The probate process that most of us are familiar with is the death probate At a person’s death, any assets in their sole name are frozen and are subject to the probate process, even if there is a will. If you don’t have a will, the state will give you one. There are prescribed rules on how a person’s estate is to be divided if there is no valid will, and it might not be the way you would have wanted it to be divided, so make sure you have a will. One of the reasons for probate is so that any creditors can file a claim with the person’s estate, and the state and federal government are the first in line. The negative aspects most of us associate with probate centers around the issues of time, cost, and the fact that the proceedings become part of the public record.

There are certain things that pass through, or avoid, probate. One of these is assets that are in joint name with rights of survivorship, such as real estate or a joint bank account. Another is life insurance. It usually flows right to the designated beneficiary. But this is one area where it might be advisable to check with a qualified tax professional to see how it affects your estate. Most people consider benefits from a life insurance policy to be tax free, and while it is true that the proceeds are not subject to income tax, that may not be the case with the probate process if it puts you above the exemption level. This is especially true of many couples who purchase term insurance in the one million dollar category. If they were to die at the same time, suddenly their estate has a two million dollar value, and this would be above the exemption level. Some of these issues are too complicated to discuss here, and this is the area where a qualified tax professional can assist you in the area of estate planning and living trusts, which will be discussed more fully in a separate section. A proper estate plan will seek to take advantage of existing laws to save every possible dollar of estate and inheritance tax while making sure you retain control over how your assets pass to whom you want and in the manner you prescribe.

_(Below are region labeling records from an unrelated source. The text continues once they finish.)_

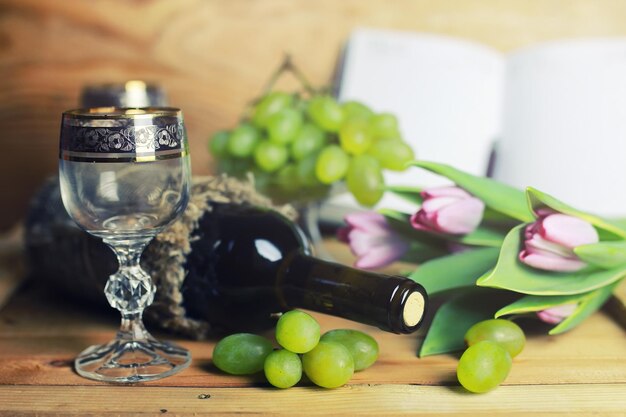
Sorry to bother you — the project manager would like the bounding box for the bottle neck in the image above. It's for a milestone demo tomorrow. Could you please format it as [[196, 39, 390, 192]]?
[[278, 252, 427, 333]]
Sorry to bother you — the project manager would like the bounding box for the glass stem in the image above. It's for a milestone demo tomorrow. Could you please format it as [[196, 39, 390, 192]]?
[[104, 238, 156, 340]]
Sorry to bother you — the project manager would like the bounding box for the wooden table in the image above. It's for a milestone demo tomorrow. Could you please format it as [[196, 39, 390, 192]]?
[[0, 239, 626, 416]]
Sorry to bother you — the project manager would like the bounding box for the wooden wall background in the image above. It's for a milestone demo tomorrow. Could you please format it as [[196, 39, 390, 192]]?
[[0, 0, 626, 230]]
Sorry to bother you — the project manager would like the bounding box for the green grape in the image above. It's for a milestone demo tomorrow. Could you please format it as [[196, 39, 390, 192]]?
[[346, 155, 385, 207], [320, 329, 378, 371], [369, 113, 400, 138], [302, 341, 354, 388], [209, 130, 230, 158], [307, 96, 343, 132], [213, 333, 272, 375], [263, 349, 302, 388], [218, 158, 252, 178], [339, 119, 374, 155], [276, 310, 320, 353], [274, 164, 300, 192], [252, 91, 294, 128], [341, 101, 374, 120], [465, 319, 526, 358], [456, 340, 511, 393], [228, 123, 260, 158], [367, 138, 415, 171], [291, 123, 326, 161], [267, 108, 303, 145], [296, 154, 320, 187], [315, 145, 350, 184], [254, 141, 289, 172]]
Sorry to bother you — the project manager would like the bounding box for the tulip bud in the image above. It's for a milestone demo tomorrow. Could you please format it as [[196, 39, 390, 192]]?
[[337, 212, 409, 269], [537, 303, 578, 324], [411, 187, 485, 235], [519, 213, 599, 272]]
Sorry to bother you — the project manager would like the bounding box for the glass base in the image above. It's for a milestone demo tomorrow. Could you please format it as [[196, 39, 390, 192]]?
[[74, 338, 191, 383]]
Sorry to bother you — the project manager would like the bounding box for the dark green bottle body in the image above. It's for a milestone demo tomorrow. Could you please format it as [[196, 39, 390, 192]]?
[[183, 205, 426, 333], [26, 183, 427, 333]]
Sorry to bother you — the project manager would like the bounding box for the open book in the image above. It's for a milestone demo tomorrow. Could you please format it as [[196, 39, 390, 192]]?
[[322, 29, 626, 224]]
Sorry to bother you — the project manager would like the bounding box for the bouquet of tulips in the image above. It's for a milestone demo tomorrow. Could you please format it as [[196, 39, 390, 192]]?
[[339, 161, 626, 356]]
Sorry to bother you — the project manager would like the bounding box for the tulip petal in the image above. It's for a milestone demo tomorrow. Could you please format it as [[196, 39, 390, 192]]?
[[436, 197, 485, 234], [421, 186, 472, 199], [542, 213, 599, 249], [524, 233, 576, 258], [354, 242, 408, 269], [421, 196, 463, 213]]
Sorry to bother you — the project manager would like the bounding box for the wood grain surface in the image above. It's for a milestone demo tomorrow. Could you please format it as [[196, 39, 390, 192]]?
[[0, 0, 626, 229], [0, 234, 626, 416], [0, 384, 625, 417], [0, 287, 626, 416]]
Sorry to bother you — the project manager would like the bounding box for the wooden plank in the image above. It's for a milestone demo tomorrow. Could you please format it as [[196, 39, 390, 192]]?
[[0, 282, 626, 387], [0, 384, 626, 417], [0, 0, 626, 229]]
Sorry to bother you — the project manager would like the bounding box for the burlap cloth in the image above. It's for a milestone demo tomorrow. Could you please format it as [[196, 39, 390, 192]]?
[[143, 175, 297, 339]]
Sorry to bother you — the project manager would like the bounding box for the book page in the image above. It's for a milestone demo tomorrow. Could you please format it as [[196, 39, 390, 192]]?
[[322, 29, 504, 224], [494, 39, 626, 217]]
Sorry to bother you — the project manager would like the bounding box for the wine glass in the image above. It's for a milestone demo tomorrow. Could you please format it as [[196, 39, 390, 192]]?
[[59, 107, 191, 382]]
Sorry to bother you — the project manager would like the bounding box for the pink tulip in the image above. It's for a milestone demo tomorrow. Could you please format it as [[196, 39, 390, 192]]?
[[537, 303, 578, 324], [519, 213, 599, 272], [411, 187, 485, 235], [337, 212, 409, 269]]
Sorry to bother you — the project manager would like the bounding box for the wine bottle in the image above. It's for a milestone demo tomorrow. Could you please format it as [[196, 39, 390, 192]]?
[[26, 176, 427, 333]]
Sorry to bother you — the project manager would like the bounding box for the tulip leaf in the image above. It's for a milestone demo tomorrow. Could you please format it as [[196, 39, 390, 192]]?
[[495, 290, 598, 318], [526, 187, 626, 240], [495, 281, 620, 335], [409, 248, 499, 296], [378, 209, 505, 248], [549, 281, 619, 335], [574, 240, 626, 269], [456, 226, 505, 248], [418, 288, 511, 357], [411, 161, 533, 222], [477, 225, 626, 295], [385, 185, 424, 206]]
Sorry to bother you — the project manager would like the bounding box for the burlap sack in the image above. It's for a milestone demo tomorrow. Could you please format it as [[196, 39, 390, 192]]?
[[142, 176, 297, 339]]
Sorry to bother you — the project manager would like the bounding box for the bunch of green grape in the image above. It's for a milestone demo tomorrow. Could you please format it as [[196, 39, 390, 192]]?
[[456, 319, 526, 393], [209, 91, 414, 206], [213, 310, 378, 388]]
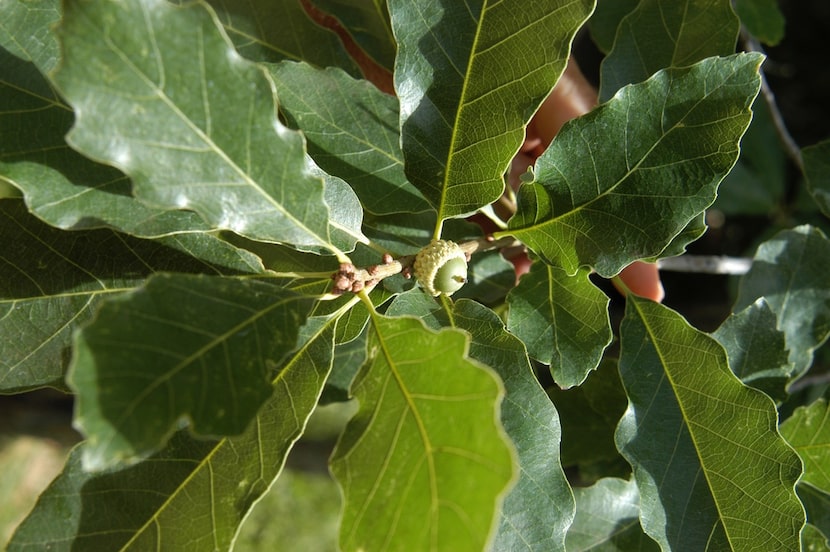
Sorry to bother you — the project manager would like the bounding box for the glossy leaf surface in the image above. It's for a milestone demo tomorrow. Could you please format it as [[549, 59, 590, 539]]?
[[69, 275, 311, 470], [504, 54, 761, 277], [331, 315, 514, 550], [389, 0, 593, 224], [617, 296, 804, 550], [507, 263, 612, 389], [55, 0, 354, 250]]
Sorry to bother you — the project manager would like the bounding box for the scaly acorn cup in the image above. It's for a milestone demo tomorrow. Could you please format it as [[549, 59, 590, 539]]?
[[414, 240, 467, 296]]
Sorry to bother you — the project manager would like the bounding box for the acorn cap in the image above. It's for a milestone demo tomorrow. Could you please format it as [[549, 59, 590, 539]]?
[[414, 240, 467, 296]]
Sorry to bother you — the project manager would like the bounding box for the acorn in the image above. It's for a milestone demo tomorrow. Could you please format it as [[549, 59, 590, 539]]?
[[414, 240, 467, 296]]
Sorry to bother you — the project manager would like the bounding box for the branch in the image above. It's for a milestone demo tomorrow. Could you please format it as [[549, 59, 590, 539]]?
[[331, 236, 518, 295], [741, 28, 804, 173]]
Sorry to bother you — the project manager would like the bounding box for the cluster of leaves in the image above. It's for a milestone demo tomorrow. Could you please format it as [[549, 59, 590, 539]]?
[[0, 0, 830, 550]]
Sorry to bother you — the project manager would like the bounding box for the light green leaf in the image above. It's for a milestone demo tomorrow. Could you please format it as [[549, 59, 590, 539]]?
[[0, 0, 61, 72], [781, 399, 830, 494], [389, 0, 593, 224], [507, 263, 613, 389], [331, 315, 513, 551], [200, 0, 360, 76], [68, 274, 312, 470], [599, 0, 741, 101], [315, 0, 397, 71], [269, 63, 430, 215], [565, 478, 660, 552], [735, 0, 786, 46], [54, 0, 354, 252], [504, 54, 762, 277], [734, 226, 830, 377], [616, 295, 804, 550], [0, 199, 262, 393], [448, 302, 574, 552], [712, 298, 792, 400], [801, 140, 830, 217], [9, 317, 336, 552]]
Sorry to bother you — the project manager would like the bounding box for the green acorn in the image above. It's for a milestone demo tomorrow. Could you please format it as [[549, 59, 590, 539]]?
[[414, 240, 467, 296]]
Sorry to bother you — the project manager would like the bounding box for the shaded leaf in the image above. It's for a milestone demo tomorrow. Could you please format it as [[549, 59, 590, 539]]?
[[68, 274, 312, 470], [0, 199, 262, 393], [9, 318, 336, 551], [55, 0, 354, 251], [599, 0, 741, 101], [781, 399, 830, 494], [547, 359, 628, 472], [314, 0, 397, 71], [504, 54, 761, 277], [735, 0, 786, 46], [331, 315, 513, 550], [389, 0, 593, 222], [588, 0, 639, 54], [452, 299, 574, 551], [269, 63, 430, 215], [507, 263, 613, 389], [801, 140, 830, 217], [734, 226, 830, 377], [712, 298, 792, 401], [203, 0, 360, 76], [565, 478, 660, 552], [617, 295, 804, 550]]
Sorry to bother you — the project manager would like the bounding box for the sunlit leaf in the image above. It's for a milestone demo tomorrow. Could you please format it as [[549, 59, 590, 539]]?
[[200, 0, 359, 75], [781, 400, 830, 494], [507, 263, 612, 388], [599, 0, 741, 101], [55, 0, 354, 251], [68, 274, 311, 470], [269, 63, 430, 215], [712, 299, 792, 400], [734, 226, 830, 376], [617, 296, 804, 550], [565, 478, 660, 552], [389, 0, 593, 220], [331, 315, 513, 550], [504, 54, 761, 277], [0, 199, 262, 393], [9, 318, 336, 551]]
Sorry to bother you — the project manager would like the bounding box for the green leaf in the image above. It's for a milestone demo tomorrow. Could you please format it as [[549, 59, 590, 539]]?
[[0, 199, 262, 393], [588, 0, 639, 54], [565, 477, 660, 552], [617, 295, 804, 550], [452, 302, 574, 552], [504, 54, 762, 277], [0, 0, 61, 72], [712, 298, 792, 401], [202, 0, 360, 76], [68, 274, 311, 470], [331, 315, 513, 550], [781, 399, 830, 493], [314, 0, 397, 71], [734, 226, 830, 377], [269, 63, 430, 215], [507, 263, 613, 389], [735, 0, 786, 46], [547, 359, 628, 472], [389, 0, 593, 224], [599, 0, 741, 101], [9, 317, 337, 551], [55, 0, 355, 252], [801, 140, 830, 217]]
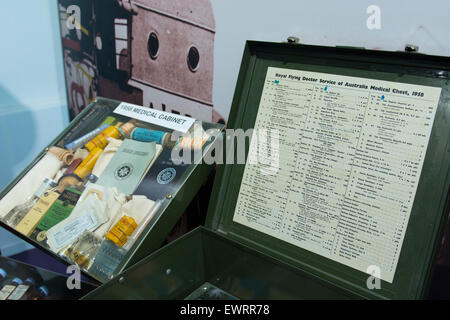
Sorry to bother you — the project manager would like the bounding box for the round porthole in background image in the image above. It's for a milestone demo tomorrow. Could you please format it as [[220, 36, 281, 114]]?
[[147, 32, 159, 60], [187, 46, 200, 72]]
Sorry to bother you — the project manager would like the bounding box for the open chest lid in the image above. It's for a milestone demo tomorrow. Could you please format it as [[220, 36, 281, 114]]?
[[206, 41, 450, 299]]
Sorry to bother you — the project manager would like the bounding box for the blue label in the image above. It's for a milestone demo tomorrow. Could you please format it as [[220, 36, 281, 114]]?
[[131, 128, 167, 144]]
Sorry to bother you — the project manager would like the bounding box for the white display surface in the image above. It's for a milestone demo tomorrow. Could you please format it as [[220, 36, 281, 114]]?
[[233, 68, 441, 283]]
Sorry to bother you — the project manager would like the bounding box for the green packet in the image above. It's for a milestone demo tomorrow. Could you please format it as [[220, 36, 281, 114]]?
[[31, 188, 81, 245]]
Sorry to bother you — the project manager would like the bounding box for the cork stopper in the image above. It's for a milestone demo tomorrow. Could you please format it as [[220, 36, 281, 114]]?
[[48, 147, 75, 166], [120, 119, 136, 137]]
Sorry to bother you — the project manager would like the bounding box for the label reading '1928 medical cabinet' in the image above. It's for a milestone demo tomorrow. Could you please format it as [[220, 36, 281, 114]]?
[[233, 68, 441, 283]]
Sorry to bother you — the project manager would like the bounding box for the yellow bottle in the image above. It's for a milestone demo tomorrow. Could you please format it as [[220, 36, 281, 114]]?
[[106, 216, 137, 247], [85, 126, 121, 152], [85, 120, 135, 152], [73, 148, 103, 180]]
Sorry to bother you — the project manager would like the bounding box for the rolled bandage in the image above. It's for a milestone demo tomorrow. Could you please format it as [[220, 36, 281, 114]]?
[[48, 147, 75, 166], [0, 151, 64, 218]]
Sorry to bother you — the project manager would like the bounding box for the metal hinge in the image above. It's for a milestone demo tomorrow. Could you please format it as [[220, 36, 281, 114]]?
[[217, 227, 228, 235], [405, 44, 419, 53], [286, 37, 300, 44]]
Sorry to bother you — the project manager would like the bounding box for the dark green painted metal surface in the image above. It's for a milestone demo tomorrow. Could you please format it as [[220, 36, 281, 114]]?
[[82, 42, 450, 299], [0, 97, 224, 282]]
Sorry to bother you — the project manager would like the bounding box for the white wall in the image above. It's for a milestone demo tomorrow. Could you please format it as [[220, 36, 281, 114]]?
[[0, 0, 68, 255]]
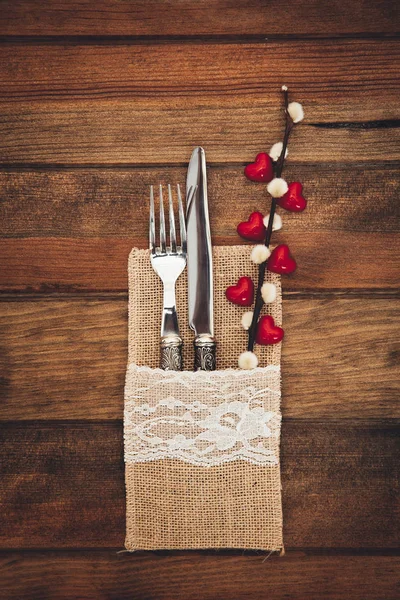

One of the ways to avoid probate is to create a revocable living trust. There is an entire industry devoted to these trusts and you can imagine how many different factors can be associated with them, so we can only discuss them in general terms here. Any discussions concerning trusts are not to be taken as legal advice, so be sure to consult a qualified tax professional. We will only seek to discuss these issues in basic terms with the goal of providing you information that will help you make choices in your estate planning.